【正論】祈りは遺伝子を「活性化」する
慈悲の心が免疫機能の強化につながる
本質にある大自然との一体感
僧侶は身心の感受性が強い
まず、祈りや瞑想が身心にどのような影響を及ぼしているかを調べるため、日常的に祈りや瞑想を実践している高野山真言宗僧侶における遺伝子発現の活性化(オン・オフ)の検討を行った。すべての生き物は、生命活動に必要な遺伝情報を、DNA(デオキシリボ核酸)という化学物質の配列(塩基配列)として暗号化している。この遺伝情報を遺伝子という。時間や環境の変化に応じて必要な遺伝情報を取り出す仕組みとして、遺伝子の発現をスイッチのようにオン・オフしながら調節している。すなわち、「オン」とは遺伝子の発現が活性化している状態、「オフ」とは遺伝子の発現が弱まる、あるいは停止した状態である。この調節にはさまざまな要因が関与し、いわゆる「心」の状態も「オン・オフ」に影響することが知られている。われわれはこれまでに「笑い」によって、2型糖尿病患者の食後血糖値の上昇が有意に抑えられること、免疫系の活性が適正化することなどを報告してきた。今回、「僧侶型オン遺伝子」として見いだされた遺伝子はいずれもI型インターフェロン関連遺伝子であった。I型インターフェロンはウイルスの増殖を抑えたり、感染した細胞を除去したりすることによって、ウイルスから身体を守っているタンパク質である。僧侶群におけるこの特徴は、僧侶になるための修行か、あるいは日常の行において獲得・維持された資質であると考えられる。すなわち、僧侶では自然免疫系が全体に活性化していると考えられる。

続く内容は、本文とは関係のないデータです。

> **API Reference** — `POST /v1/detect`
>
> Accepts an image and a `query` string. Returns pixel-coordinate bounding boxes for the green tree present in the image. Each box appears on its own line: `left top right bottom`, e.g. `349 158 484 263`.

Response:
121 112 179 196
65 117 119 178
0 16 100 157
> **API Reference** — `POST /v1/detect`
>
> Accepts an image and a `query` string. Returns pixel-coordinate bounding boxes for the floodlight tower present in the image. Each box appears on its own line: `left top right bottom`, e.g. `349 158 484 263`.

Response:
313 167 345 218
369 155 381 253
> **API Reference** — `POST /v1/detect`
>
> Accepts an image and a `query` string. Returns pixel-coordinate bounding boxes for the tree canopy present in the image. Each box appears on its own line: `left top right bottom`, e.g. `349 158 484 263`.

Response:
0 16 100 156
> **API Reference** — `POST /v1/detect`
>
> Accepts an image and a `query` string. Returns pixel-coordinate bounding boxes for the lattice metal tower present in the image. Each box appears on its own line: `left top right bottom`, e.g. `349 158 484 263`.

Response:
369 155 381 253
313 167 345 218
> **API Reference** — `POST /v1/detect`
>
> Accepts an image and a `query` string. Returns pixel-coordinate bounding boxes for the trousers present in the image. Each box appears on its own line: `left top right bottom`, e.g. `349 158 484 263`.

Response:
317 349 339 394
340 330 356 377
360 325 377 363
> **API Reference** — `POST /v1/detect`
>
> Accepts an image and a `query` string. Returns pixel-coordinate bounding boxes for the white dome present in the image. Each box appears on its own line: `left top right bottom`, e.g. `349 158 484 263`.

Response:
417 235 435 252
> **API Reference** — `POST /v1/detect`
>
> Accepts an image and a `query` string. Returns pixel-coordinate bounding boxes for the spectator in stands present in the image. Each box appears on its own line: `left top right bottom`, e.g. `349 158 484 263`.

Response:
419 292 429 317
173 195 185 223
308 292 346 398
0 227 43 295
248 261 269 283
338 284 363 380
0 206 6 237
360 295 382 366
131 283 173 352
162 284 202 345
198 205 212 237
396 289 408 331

一方で、僧侶は他人の感情や行動に対する共感の度合いが高かった。これは、僧侶の心理的な感受性の強さの表れといえる。本研究で最も興味深い結果とは、共感性と僧侶型遺伝子に一定の関連が見いだされたことである。僧侶における自然免疫系の活性化は、僧侶の身体的な感受性の強さの表れの一つとして捉えることもできる。ここから、共感という心理的な感受性と、自然免疫機能という身体的な感受性に共通の基盤があることが推測される。これは、身心の関連を考える上で大変興味深い結果であり、宗教性や祈りがそのような身心基盤の成立に関わっていることが推察されるのである。
慈悲の心が免疫を強化する
真言宗の開祖、空海の言葉に『菩薩の用心は、みな慈悲をもって本(もとい)とし利他をもって先とす』(秘蔵寶鑰(ほうやく)巻中)とある。これは「菩薩は慈悲の心で他の者の幸せを優先する」という意味であろう。人の悲しみや喜びをわがことのように感じ、利他の心を持つことは、高い共感性に通ずる。空海の言葉を日々胸に刻む僧侶たちが、行(瞑想や祈り)によって共感性や慈悲の心を育むことで、免疫機能の強化に繋(つな)がったのではないかと考えている。日々の生活の中で行じられた祈りや瞑想が、ある心理状態を作り、その状態が積み重なることで、遺伝子を介して体に影響を及ぼしたのではないかと推察される。ここでは喜怒哀楽の「心」よりも深い、「魂」とよばれるものがこの メカニズムに関わっているのかもしれない。臨床心理学者で文化庁長官だった河合隼雄さんが、私に「心と遺伝子の研究も面白いがもっと面白いものがある。それは魂と遺伝子の研究や」と言ってくれた言葉をあらためて思い出している。(筑波大学名誉教授・村上和雄 むらかみかずお)©2018 The SankeiShimbun & SANKEI DIGITAL All rights reserved.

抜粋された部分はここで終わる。